Studenten protestieren gegen Modemacher John Galliano

Wegen antisemitischer Äußerungen gehen Hochschüler auf die Barrikaden

John Galliano , 52, ist bei seinem Vorhaben, als Mode-Dozent zu unterrichten, auf starken Widerstand gestoßen. Studenten starteten jetzt eine Petition gegen ihn, da sie ihn wegen antisemitischer Äußerungen nicht an ihrer Uni haben wollen.

Der einst von seinem Ex-Arbeitgeber "Dior" für antisemitische Kommentare geschasste Designer soll in Kürze an der renommierten "Parsons The New School for Design" ein Seminar namens "Show Me Emotion" abhalten, erregte dabei aber den Unmut vor allem bei der jüdischen Studierendenschaft.
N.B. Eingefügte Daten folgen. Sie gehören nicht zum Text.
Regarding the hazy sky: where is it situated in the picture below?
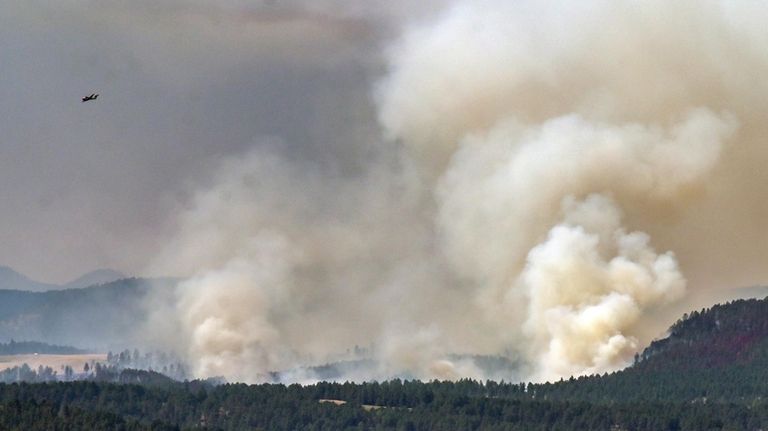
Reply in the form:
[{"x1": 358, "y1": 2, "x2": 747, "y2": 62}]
[{"x1": 0, "y1": 0, "x2": 446, "y2": 282}]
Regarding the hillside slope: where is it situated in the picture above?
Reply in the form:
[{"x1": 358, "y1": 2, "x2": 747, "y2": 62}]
[
  {"x1": 531, "y1": 298, "x2": 768, "y2": 403},
  {"x1": 0, "y1": 278, "x2": 173, "y2": 350}
]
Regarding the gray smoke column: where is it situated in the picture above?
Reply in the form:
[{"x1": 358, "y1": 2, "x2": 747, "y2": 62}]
[{"x1": 157, "y1": 0, "x2": 768, "y2": 381}]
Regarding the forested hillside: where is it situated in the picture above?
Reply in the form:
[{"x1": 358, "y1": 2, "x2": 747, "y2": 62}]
[
  {"x1": 0, "y1": 278, "x2": 173, "y2": 350},
  {"x1": 0, "y1": 300, "x2": 768, "y2": 431}
]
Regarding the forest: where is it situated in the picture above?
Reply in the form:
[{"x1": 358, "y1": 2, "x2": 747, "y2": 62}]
[{"x1": 0, "y1": 300, "x2": 768, "y2": 431}]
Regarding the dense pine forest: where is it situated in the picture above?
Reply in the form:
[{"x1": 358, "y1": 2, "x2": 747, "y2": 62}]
[{"x1": 0, "y1": 300, "x2": 768, "y2": 431}]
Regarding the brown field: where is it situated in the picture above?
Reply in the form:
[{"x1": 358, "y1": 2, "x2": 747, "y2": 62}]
[{"x1": 0, "y1": 353, "x2": 107, "y2": 373}]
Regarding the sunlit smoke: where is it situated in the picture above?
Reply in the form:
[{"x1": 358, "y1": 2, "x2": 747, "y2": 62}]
[{"x1": 148, "y1": 0, "x2": 768, "y2": 381}]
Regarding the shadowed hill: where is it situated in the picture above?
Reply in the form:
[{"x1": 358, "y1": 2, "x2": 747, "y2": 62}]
[
  {"x1": 0, "y1": 278, "x2": 174, "y2": 349},
  {"x1": 529, "y1": 298, "x2": 768, "y2": 403}
]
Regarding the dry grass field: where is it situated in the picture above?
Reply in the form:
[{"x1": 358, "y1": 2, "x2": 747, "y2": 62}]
[{"x1": 0, "y1": 353, "x2": 107, "y2": 372}]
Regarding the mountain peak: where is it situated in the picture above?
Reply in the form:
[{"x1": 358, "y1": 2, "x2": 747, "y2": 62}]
[
  {"x1": 63, "y1": 268, "x2": 128, "y2": 289},
  {"x1": 0, "y1": 266, "x2": 61, "y2": 292}
]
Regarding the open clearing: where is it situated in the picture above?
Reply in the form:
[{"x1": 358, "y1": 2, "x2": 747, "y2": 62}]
[{"x1": 0, "y1": 353, "x2": 107, "y2": 372}]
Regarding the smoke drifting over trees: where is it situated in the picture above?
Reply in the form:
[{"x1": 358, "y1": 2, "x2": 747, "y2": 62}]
[
  {"x1": 6, "y1": 0, "x2": 768, "y2": 381},
  {"x1": 141, "y1": 1, "x2": 768, "y2": 381}
]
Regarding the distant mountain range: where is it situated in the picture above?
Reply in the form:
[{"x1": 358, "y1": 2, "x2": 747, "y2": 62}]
[
  {"x1": 0, "y1": 266, "x2": 127, "y2": 292},
  {"x1": 0, "y1": 278, "x2": 175, "y2": 351}
]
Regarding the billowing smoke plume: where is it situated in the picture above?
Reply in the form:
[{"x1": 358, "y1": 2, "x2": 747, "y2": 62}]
[{"x1": 148, "y1": 0, "x2": 768, "y2": 381}]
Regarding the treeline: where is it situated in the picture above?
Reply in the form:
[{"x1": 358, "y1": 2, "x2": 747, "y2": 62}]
[
  {"x1": 0, "y1": 380, "x2": 768, "y2": 431},
  {"x1": 0, "y1": 339, "x2": 87, "y2": 355}
]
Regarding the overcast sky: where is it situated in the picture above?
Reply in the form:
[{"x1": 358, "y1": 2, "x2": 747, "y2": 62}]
[{"x1": 0, "y1": 0, "x2": 447, "y2": 282}]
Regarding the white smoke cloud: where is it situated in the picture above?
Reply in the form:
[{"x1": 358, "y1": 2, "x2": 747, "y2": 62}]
[
  {"x1": 519, "y1": 195, "x2": 685, "y2": 379},
  {"x1": 152, "y1": 0, "x2": 768, "y2": 381}
]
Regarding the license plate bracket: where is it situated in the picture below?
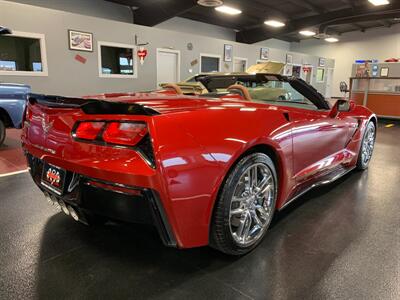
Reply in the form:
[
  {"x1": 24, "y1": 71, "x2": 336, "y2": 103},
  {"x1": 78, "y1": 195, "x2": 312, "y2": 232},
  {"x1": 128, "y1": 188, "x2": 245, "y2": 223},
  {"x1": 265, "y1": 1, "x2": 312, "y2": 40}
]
[{"x1": 41, "y1": 162, "x2": 67, "y2": 196}]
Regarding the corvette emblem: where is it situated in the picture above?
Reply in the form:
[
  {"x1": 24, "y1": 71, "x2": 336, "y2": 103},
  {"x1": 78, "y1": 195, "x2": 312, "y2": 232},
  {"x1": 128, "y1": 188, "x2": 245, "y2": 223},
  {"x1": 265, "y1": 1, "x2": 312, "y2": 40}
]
[{"x1": 46, "y1": 168, "x2": 61, "y2": 186}]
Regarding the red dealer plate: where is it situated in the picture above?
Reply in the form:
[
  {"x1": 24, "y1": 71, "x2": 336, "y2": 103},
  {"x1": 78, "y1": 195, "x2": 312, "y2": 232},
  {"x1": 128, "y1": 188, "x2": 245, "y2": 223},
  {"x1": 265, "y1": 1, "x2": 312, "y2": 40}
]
[{"x1": 41, "y1": 163, "x2": 67, "y2": 196}]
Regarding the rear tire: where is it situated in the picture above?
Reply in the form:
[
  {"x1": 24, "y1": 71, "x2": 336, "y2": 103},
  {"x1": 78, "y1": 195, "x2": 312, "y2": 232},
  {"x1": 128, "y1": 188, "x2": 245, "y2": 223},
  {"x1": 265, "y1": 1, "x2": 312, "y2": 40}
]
[
  {"x1": 356, "y1": 121, "x2": 376, "y2": 170},
  {"x1": 210, "y1": 153, "x2": 278, "y2": 255},
  {"x1": 0, "y1": 119, "x2": 6, "y2": 146}
]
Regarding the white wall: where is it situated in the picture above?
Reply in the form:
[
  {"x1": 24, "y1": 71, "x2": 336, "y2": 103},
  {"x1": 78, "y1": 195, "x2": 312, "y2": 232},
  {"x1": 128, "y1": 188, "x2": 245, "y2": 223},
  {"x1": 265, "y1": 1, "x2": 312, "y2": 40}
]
[
  {"x1": 253, "y1": 39, "x2": 291, "y2": 51},
  {"x1": 154, "y1": 17, "x2": 236, "y2": 41},
  {"x1": 0, "y1": 0, "x2": 333, "y2": 96},
  {"x1": 291, "y1": 25, "x2": 400, "y2": 96},
  {"x1": 5, "y1": 0, "x2": 133, "y2": 24}
]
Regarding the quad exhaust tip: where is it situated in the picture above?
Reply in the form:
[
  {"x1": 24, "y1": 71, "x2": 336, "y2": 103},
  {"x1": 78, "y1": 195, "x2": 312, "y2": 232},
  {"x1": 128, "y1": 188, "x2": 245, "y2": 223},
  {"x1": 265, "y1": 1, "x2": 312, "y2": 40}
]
[
  {"x1": 44, "y1": 193, "x2": 80, "y2": 221},
  {"x1": 58, "y1": 199, "x2": 69, "y2": 216},
  {"x1": 68, "y1": 205, "x2": 79, "y2": 221}
]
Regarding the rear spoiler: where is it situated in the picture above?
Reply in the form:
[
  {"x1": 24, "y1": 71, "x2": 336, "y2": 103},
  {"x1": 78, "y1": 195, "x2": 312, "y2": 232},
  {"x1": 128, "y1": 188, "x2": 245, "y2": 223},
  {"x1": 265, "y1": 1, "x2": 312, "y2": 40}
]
[{"x1": 28, "y1": 94, "x2": 160, "y2": 116}]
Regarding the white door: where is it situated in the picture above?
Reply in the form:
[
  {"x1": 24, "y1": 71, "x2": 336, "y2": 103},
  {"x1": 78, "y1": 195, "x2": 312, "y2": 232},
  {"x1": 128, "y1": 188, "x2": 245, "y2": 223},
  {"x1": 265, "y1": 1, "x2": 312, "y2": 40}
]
[
  {"x1": 325, "y1": 69, "x2": 334, "y2": 98},
  {"x1": 157, "y1": 49, "x2": 180, "y2": 86},
  {"x1": 233, "y1": 58, "x2": 247, "y2": 72}
]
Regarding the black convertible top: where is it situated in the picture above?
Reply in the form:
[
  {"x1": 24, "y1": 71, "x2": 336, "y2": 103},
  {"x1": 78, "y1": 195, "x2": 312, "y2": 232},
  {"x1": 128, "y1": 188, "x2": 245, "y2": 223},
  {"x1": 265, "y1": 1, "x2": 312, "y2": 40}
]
[{"x1": 195, "y1": 73, "x2": 330, "y2": 109}]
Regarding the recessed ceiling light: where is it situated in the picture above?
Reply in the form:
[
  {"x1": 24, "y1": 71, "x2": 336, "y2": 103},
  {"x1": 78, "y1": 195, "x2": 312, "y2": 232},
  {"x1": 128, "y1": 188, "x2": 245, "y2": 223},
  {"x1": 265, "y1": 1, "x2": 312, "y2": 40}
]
[
  {"x1": 368, "y1": 0, "x2": 390, "y2": 6},
  {"x1": 299, "y1": 30, "x2": 316, "y2": 36},
  {"x1": 215, "y1": 5, "x2": 242, "y2": 15},
  {"x1": 325, "y1": 37, "x2": 339, "y2": 43},
  {"x1": 264, "y1": 20, "x2": 286, "y2": 28}
]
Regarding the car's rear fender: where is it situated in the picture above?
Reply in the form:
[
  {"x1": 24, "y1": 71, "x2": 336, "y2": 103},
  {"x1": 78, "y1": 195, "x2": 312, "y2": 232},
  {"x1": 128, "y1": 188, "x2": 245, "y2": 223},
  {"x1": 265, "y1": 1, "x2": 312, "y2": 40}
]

Diese hat unlängst eine Petition gegen den Modeschöpfer gestartet, mit der sie einen Lehrauftrag für Galliano an der New Yorker Design-Hochschule verhindern wollen.

In dem Schreiben, das nach kurzer Zeit bereits über 250 Fürsprecher unterzeichneten, ist zu lesen:

"Es ist ganz egal, ob es für drei Monate oder für drei Tage ist, jemanden anzustellen, der solch entsetzliche Kommentare von sich gegeben hat, zeigt, dass die Schule Galliano über die gesamte jüdische Studierendenschaft erhebt. Es zeigt, dass ihn mehr wertschätzen als den Respekt für ihre Studenten, den seelischen Frieden und ihre eigene Geschichte. Es ist schändlich, jemanden zu beschäftigen, der für derart unmenschliche Kommentare verantwortlich ist."

Galliano hatte im Jahr 2011 antisemitische Sprüche in einem Pariser Café hören lassen und war daraufhin seines Kreativchef-Postens bei Dior enthoben worden. Nach einem Alkoholentzug versucht der Brite momentan wieder im Fashion-Business Fuß zu fassen und findet dabei reichlich Unterstützung von Vertretern der Branche.

An der "Parsons-Schule" soll Galliano in einem dreitägigen Workshop zusammen mit den Studierenden den Zusammenhang zwischen Emotionen und Fashion ergründen.